The Alabama Public Library Service board voted Wednesday to compile a list of books it considered inappropriate for children. The list will be posted on the website.
Parents will be able to submit titles they consider to be too inappropriate for children to the list.
However, the Library Service will not be banning these books, it doesn’t have that power over the member libraries. The list is simply a resource for parents and librarians to use, or not to use, the board said.
Proponents of the list said several libraries in the state, particularly Prattville, Madison, Millbrook, and Foley, have made headlines for having books with inappropriate sexual
content or subjects that critics feel are not age appropriate in their children’s section.
Opponents claim this is simply censorship and that most of the books being targeted are books about LGBTQ+ people and children.
“I believe it is critical that we address the concerns of parents across the State of Alabama, and provide our local libraries with some guidance on what books may contain inappropriate content for children,” board member John Wahl, chairman of the Alabama Republican Party, said in a statement before the meeting. “I am a strong advocate of the First Amendment and do not believe in banning books, but this is not a question about banning anything.
“The question here is should taxpayer funds be used to purchase books with explicit sexual content and other inappropriate material that are readily accessible to our children. We have rating systems for movies, television shows, and even video games which help protect our youth from unsuitable materials. Libraries should be a safe spot for children, and a place where parents do not have to worry about what they may be exposed to in the children’s section.”
Gov. Kay Ivey sent a letter to APLS Director Dr. Nancy Pack expressing her concern about a number of titles with inappropriate content that have been recently found in Alabama public libraries.
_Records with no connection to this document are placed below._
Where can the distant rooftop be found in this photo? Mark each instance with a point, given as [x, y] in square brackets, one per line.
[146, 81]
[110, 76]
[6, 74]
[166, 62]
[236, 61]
“Rather than supporting Alabama families, out-of-state library groups like the American Library Association appear to be making the situation worse,” Ivey wrote. “The ALA’s
‘Library Bill of Rights’ – which the Alabama Public Library Service has adopted as its own – says that a person’s library use should not be abridged because of ‘age.’ Not to be misunderstood, the ALA’s website regarding youth access to library resources clarifies that ‘like adults, children and teens have the right to find the information they choose,’ so libraries must not ‘discriminate’ based on ‘age.’
“Even more startling, the Library Bill of Rights further provides that all people, regardless of age, ‘possess a right to privacy and confidentiality in their library use’, a statement that appears to directly contravene Alabama’s law giving parents access to their children’s library records.”
Pack said on a recent appearance on “Capital Journal” that children growing up in LGBTQ+ homes want to see books about homes like they are growing up in where there are two daddies or two mommies. Pack compared the modern-day critics of the libraries’ content to 1950s segregationists who did not want the librarians having books showing Blacks as equals to Whites in their collections.
A former librarian told the Yellowhammer News that no library, no matter how large it is, can have all books that are in print. If a book written to a third-grade level about gender transitioning is in the library in the children’s section, it is there because the librarian made a conscious decision to take taxpayer money to purchase that book and place it there.
A large part of library science is how you assemble and manage your collection, the former librarian said.